Hopefully ending any and all discussion about how to handle quotes.... #300

Mike111177 · 2020-08-13T02:21:48Z

So whether or not to remove quotes and where seems to have been plaguing this repo with endless issues and PRs.
Sorry to wake up the dead here but see #145, #82, #93, #140, #138, #153, #180, #201, #222 and probably more I didn't find.

Overall the goal of this issue, discussion, and potential future PR is to making typing a command into your favorite shell or into your online bot interface more consistent, and also to make quote handling easier to test and more predictable.

I have two examples that well demonstrate what I think the main issues currently are:

I loaded this test.js into the node REPL before both of these examples to set up the command line and tokenizers.

//To grab arguments as passed by a shell if we recieve args
if (process.argv.length>2){
  console.log(JSON.stringify(process.argv.slice(2)))
  process.exit()
}

const fs = require('fs');
const {execSync} = require('child_process')
const util = require('util')
const parse = require('yargs-parser')

//Tokenizers
function extTokenizer(exe, ext, prefix=""){
  return command=>{
    tkfile = `tokenize.${ext}`
    fs.writeFileSync(tkfile, `${prefix}node test.js ${command}`)
    result = execSync(`${exe}${tkfile}`);
    return JSON.parse(result)
  }
}
const basicTokenizer = str=>str.split(" ") //Simple whitespace split
const yargsTokenizer = require('./tokenize-arg-string')
const cmdTokenizer = extTokenizer('cmd /C ', 'bat', "@echo off\n")
const powershellTokenizer = extTokenizer('powershell -ExecutionPolicy Bypass -File ', 'ps1')
const bashTokenizer = extTokenizer('bash ', 'sh', "/home/mike/.nvm/versions/node/v14.8.0/bin/") //Tested with WSL

const argfile = "command.txt"
const commandline = fs.readFileSync(argfile).toString()

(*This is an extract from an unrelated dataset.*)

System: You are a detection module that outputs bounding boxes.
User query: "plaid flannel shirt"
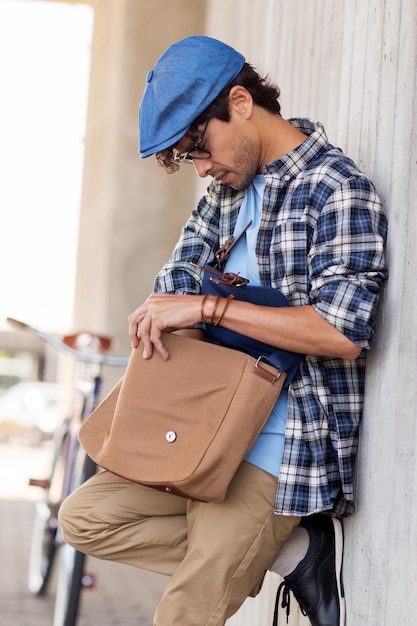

Here I created a gist containing a quick and dirty tool for trying this out for yourself

1. Inconsistent removal of quotes depending on context of token

Post tokenizer, the argument parser seems to pick and choose which arguments aught to be stripped of quotes.

> commandline
`"positional" -a 'flag'`
> tokens = yargsTokenizer(commandline)
[ '"positional"', '-a', "'flag'" ]
> parse(tokens)
{ _: [ '"positional"' ], a: 'flag' }

Notice How the flag argument gets its quotes removed, but the positional argument does not. This inconsistency is confusing.

Now you may ask "then how do I enter a command like domything "to this other thing" from a string statement. Well that brings me to problem 2.

2. Tokenizer inconsistency with shell interfaces.

So if tokenizeArgString is supposed to be the middleware that converts your text string to the argument (token) array in the case where the shell you are in hasn't done it for you, arguably the output of tokenizeArgString should emulate the same expected results as you would get by reading process.argv. Since process.argv is controlled by the various shells, lets see how tokenArgString stacks up against the most popular ones (that I could easily test).

> commandline
`'single quote' "double quote" \\"escaped quote\\"`
> yargsTokenizer(commandline)
[ "'single quote'", '"double quote"', '\\"escaped quote\\"' ]
> cmdTokenizer(commandline)
[ "'single", "quote'", 'double quote', '"escaped', 'quote"' ]
> powershellTokenizer(commandline)
[ 'single quote', 'double quote', '\\escaped quote"' ]
> bashTokenizer(commandline)
[ 'single quote', 'double quote', '"escaped', 'quote"' ]

There are a few observations to be made here:

yargs nicely handles both single quotes and double quotes
cmd does not support single quotes, however it supports " escapes and strips the double quotes
powershell is a bit weirder, it supports both single and double quotes and strips both, but its behavior is strange when using \ escapes... (it also supports using backticks as escapes, or double quote marks to escape)
bash where everything is nice and makes sense supports single and double quotes and \ escapes

Which one of these methods is correct? None of them, they are all different flavors on the same end goal. However people are used to them and generally expect similar behavior (whether or not they get it) and more importantly, they are testable.

My Proposal

Do not strip quotes from arguments passed as an array, ever. Assume they have already been tokenized by a shell or tokenizer. I would argue that parse with an argument of any[] should leave every single argument unmolested as it should assume that it is receiving the arguments directly from process.argv. Otherwise it is difficult to figure out when and where quotations need to be added or removed. Therefore it should assume that the inputted quotes are intended to remain. This is probably a small breaking change, you could probably fix this with a deprecated option as well, but in my opinion maintaining both modes seems like a bit of a pain.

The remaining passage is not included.